- Born: 1976 (age 49–50) Dunkirk, France
- Education: INSAS (Brussels)
- Occupation: Film director
- Years active: 2008–present
- Notable work: The Ylang Ylang Residence (2008)
- Awards: Quintessence International Film Festival Award (2009) Francophone Festival of Vaulx-en-Velin Award (2009) African, Asian and Latin American Film Festival of Milan Award (2009)

= Hachimiya Ahamada =

French film director of Comorian descent

Hachimiya Ahamada (born 1976) is a French film director of Comorian descent, known for her films about the Comoran diaspora.

==Life==
Hachimiya Ahamada was born in Dunkirk in 1976, to Comorian parents. She made short documentaries as a teenager at a Dunkirk video studio, and later studied film direction at INSAS in Brussels, graduating in 2004. Her short drama The Ylang Ylang Residence (2008) was shot in the Comoros Islands, and in the Comorian language. The film was screened at over 35 international festivals, including the International Critics Week at the 2008 Cannes Film Festival. It won awards at the 2009 Quintessence International Film Festival of Ouidah, the 2009 Francophone Festival of Vaulx-en-Velin, and the 2009 African, Asian and Latin American Film Festival of Milan.

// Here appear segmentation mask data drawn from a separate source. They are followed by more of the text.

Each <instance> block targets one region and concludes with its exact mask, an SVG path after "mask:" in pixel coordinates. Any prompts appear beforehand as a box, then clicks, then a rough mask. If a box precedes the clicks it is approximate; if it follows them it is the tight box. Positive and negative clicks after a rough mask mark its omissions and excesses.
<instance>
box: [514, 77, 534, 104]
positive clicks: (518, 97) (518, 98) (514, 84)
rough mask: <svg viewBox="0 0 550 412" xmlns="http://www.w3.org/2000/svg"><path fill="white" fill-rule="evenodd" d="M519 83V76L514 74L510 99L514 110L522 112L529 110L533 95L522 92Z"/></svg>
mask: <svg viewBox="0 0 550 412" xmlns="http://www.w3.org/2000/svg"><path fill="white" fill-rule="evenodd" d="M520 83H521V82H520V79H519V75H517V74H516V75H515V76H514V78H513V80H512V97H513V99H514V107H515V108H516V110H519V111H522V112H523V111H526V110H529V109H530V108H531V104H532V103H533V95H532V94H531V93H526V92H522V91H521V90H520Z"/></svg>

Ahamada is working on a feature film project, Maïssane or the Canticle of the Stars.

==Filmography==
- Feu leur rêve [The Dream of Fire], 2004. Documentary short.
- La Résidence Ylang Ylang [The Ylang Ylang Residence], 2008. Short narrative fiction.
- L'Ivresse d'une Oasis [Ashes of Dreams], 2011. Documentary.
- Zanatany, l'empreinte des linceuls esseulés [Zanatany, when soulless shrouds whisper], 2024. Short narrative fiction.